Ольга, почувствовав горячий момент в споре, обратилась к Карданову:
— Сходил бы, Лука, за водой…
— Сейчас, доскажу только… — И уже к Александру Федоровичу: — А ты знаешь, по какому течению я плыву? Знаешь, где оно начинается?
— Где? — простодушно спросил дед.
— В Питере, от Зимнего Дворца… Слыхал, может, про такой? Течение это, укуси тебя, старого, муха, начинается от ре-во-лю-ци-ии… Про-ле-тарс-кой ре-во-лю-ди-ии…
Карданов от своих слов возвеличился, принял горделивую осанку, ибо считал свой довод неотразимым.
— А тут главное — не откуда плывешь, а куда приплыть думаешь… Вот, Лексеич, в чем тут дело. А пока плывете, гражданин энкэвэдэшник, по трясине, не зная ни броду, ни берега…
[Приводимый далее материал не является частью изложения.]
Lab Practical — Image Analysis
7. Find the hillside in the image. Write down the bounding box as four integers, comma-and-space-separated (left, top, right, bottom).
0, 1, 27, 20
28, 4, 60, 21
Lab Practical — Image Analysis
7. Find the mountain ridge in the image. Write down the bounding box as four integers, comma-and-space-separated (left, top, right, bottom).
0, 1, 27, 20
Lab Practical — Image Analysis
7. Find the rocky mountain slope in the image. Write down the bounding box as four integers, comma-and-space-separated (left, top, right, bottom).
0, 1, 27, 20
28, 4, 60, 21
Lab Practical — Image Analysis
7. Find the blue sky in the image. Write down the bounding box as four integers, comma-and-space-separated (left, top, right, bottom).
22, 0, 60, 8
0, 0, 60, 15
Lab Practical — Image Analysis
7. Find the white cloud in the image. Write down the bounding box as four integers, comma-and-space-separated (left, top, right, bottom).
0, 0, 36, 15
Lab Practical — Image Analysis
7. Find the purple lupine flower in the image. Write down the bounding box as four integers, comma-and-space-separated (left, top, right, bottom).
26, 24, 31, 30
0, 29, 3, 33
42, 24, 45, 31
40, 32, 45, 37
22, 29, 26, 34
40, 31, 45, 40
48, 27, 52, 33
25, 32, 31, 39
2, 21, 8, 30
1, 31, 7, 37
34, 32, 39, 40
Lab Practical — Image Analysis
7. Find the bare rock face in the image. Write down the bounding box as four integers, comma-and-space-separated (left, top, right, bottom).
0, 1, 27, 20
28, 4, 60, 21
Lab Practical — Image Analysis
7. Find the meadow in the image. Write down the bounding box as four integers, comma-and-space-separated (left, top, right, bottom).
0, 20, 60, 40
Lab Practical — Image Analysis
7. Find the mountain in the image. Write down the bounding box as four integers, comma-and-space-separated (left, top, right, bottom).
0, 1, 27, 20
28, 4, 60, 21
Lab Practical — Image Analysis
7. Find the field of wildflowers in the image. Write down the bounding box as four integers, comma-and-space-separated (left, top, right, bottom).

Карданов тяжело и невыговоренно махнул рукой и стал опоясываться ремнем.
— Нет, Керен, нам с тобой лучше на эту тему не говорить. Ты же как с луны свалился, точно Робинзон Крузо — просидел всю свою жизнь на своем хуторе, прокопался в навозе и ни хрена дальше своего носа не видишь…
— Так за меня другие смотрют, и говорят мне, что они там высмотрели… А мне хочется самому заглянуть туды, понимаешь, Лексеич, самому… Но не через тюремную решетку…
Звякнули ведра, и Карданов, делая умопомрачительные затяжки, в облаке дыма отправился за водой.
Глава пятнадцатая
Ромка помаленьку забылся во сне и пошел шастать по своим причудливым видениям. Ему сначала снилось звездное небо, а на нем — дальние быстродвижущиеся просверки. Сначала редкие, радиально сходящиеся к центру неба, где они превращались в зловещие крестатые самолеты. Но больше обычных в сто раз. Вот-вот начнется страшная пикировка с пересекающимися трассирующими очередями.
Затем Ромка увидел самого себя в старой избе в Дубраве, сидящего у замерзшего окна с ощущением позади себя полусумеречного одиночества. Кого-то он ждет, а кого — не может вспомнить.
Он дует на стекло и в копеечную отдушину пытается разглядеть нестерпимо яркую от солнца зимнюю дорогу. Пропал и этот сон. Явился другой: они с Вадимом готовятся топить котят, которых только что народила дедова Мурка. Котята похожи на мокрые перезрелые сливы — их пять штук, и Вадим по одному их кладет в большой цветастый кисет. Когда уложил туда всех котят, крепко затянул тесемку и завязал ее мертвым узлом.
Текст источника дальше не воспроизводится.